With due respect, that is a non sequitur. The fact that the policy is non-discriminatory would be enough to sustain it under Smith, but of course RLUIPA provides protection for religious practices even when they are burdened by non-discriminatory policies. Meanwhile, Justice Kavanaugh applies only half the RLUIPA test. It is not enough that the state policy serve a compelling interest—which Justice Kagan and the majority also acknowledge. The policy must, in addition, be “the least restrictive means of furthering that compelling governmental interest.” Justice Kavanaugh does not say, nor is it true, that Alabama can advance its interests in safety, security, and solemnity only by excluding clergy from the execution chamber.
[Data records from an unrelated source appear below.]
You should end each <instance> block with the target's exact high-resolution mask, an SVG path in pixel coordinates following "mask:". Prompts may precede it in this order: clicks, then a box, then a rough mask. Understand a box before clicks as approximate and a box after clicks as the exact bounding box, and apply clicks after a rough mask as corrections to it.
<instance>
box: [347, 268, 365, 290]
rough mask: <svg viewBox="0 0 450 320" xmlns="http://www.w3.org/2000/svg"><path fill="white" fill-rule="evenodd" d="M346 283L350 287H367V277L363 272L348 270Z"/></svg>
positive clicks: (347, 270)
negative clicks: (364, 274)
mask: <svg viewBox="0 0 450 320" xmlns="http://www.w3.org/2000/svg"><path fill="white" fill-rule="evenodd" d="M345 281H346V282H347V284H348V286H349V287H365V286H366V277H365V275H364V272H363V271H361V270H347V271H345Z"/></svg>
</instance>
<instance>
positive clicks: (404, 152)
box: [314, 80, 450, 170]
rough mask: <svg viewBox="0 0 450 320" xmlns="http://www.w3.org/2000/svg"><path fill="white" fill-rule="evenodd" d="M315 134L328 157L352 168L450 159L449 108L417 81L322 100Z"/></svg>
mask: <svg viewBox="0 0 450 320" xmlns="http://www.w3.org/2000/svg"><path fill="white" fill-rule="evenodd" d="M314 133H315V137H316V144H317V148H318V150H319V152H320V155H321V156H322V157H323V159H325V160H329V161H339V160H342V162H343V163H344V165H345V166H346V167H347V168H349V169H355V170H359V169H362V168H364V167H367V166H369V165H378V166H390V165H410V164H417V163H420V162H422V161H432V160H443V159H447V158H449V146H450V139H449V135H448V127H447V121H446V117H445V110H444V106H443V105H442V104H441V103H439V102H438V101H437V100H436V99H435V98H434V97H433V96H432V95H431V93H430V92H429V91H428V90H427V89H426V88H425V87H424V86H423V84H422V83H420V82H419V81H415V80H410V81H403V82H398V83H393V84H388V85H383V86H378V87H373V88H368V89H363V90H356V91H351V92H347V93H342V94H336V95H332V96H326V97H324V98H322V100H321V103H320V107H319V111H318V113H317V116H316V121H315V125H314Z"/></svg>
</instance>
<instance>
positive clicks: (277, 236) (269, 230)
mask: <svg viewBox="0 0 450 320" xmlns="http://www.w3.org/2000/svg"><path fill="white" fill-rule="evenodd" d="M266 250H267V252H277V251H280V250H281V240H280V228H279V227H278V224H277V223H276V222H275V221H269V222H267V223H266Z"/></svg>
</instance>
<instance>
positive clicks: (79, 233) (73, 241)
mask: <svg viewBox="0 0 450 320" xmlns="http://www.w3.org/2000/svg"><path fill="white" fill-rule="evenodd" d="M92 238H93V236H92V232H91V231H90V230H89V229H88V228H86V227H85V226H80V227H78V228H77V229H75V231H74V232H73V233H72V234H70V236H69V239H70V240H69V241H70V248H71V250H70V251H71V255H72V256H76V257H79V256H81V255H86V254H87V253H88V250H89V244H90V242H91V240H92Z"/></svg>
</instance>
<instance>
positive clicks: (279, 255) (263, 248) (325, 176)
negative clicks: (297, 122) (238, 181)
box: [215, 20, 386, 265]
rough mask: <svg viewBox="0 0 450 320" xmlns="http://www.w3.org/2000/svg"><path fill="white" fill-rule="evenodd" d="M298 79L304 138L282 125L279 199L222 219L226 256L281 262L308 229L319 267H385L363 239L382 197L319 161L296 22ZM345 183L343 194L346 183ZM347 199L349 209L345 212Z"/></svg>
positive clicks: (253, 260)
We are thus left with a puzzle. At least three justices have lately been applying an upside-down version of the constitutional and statutory protection for free exercise of religion—finding exceptions where the doctrine does not provide for them and refusing to apply a federal statute that expressly requires them. Why?

Perhaps the Chief Justice and Justices Thomas and Kavanaugh have some reason to invert free exercise law, but if so, they ought to articulate it. Otherwise, we are left with the impression that they believe in robust religious freedom only for those with whom they empathize.